Output files

Preprocessing and host-filtering

Quality check will be performed on the raw fastq file using NanoPlot which it a tool that can be used to produce general quality metrics e.g. quality score distribution, read lengths and other general stats. A NanoPlot-report.html file will be saved under the SampleName/qc/nanoplot folder with the prefix raw. This report displays 6 plots as well as a table of summary statistics.

Example of output plots:

A preprocessed fastq file will be saved in the SampleName/preprocessing output directory which will minimally have its read names trimmed after the first whitespace, for compatiblity purposes with all downstream tools. This fastq file might be additionally trimmed of adapters and/or filtered based on quality and length (if PoreChopABI and/or Chopper were run).

After quality/length trimming, a PoreChopABI log will be saved under the SampleName/preprocessing/porechop folder.

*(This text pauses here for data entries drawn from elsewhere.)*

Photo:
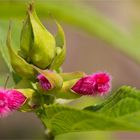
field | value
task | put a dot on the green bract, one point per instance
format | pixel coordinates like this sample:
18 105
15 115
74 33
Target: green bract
19 65
38 46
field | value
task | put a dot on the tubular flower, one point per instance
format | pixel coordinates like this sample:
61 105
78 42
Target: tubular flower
10 100
44 82
98 83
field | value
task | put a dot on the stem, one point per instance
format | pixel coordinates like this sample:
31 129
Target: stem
48 133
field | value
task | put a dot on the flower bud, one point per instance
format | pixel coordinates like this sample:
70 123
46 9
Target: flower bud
44 82
60 48
37 44
32 99
19 65
49 80
98 83
10 100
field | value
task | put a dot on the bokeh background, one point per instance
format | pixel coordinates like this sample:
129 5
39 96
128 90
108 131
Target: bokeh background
101 35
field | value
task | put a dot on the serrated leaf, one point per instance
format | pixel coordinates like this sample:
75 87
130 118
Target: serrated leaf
61 120
123 102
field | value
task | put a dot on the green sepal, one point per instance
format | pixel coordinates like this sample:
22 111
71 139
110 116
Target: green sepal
65 92
60 48
26 39
43 47
19 65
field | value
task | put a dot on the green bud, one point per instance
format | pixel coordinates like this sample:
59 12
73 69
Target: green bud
32 101
19 65
60 48
65 92
26 39
38 46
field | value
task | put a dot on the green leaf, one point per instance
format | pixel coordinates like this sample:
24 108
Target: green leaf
60 120
123 102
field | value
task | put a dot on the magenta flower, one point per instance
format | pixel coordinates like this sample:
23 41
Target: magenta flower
10 100
98 83
44 82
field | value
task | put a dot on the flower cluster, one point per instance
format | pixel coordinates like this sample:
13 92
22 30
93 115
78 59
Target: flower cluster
10 100
37 66
98 83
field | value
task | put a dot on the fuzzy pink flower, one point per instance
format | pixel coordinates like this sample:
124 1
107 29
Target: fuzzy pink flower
10 100
98 83
44 82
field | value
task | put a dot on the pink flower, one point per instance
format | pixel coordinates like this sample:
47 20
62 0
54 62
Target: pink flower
44 82
10 100
98 83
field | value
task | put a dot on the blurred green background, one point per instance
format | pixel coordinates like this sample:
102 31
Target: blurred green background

After adapter trimming, a Chopper log file will be saved under the SampleName/preprocessing/chopper folder.

If adapter trimming and/or quality/length trimming is performed, a second quality check will be performed on the processsed fastq file and a NanoPlot-report.html file will be saved under the SampleName/qc/nanoplot folder with the prefix filtered.

If host filtering of reads is performed, an unaligned.fastq.gz file and an unaligned_reads_count.txt file listing the remainder read count will be saved under the SampleName/preprocessing/host_filtering folder.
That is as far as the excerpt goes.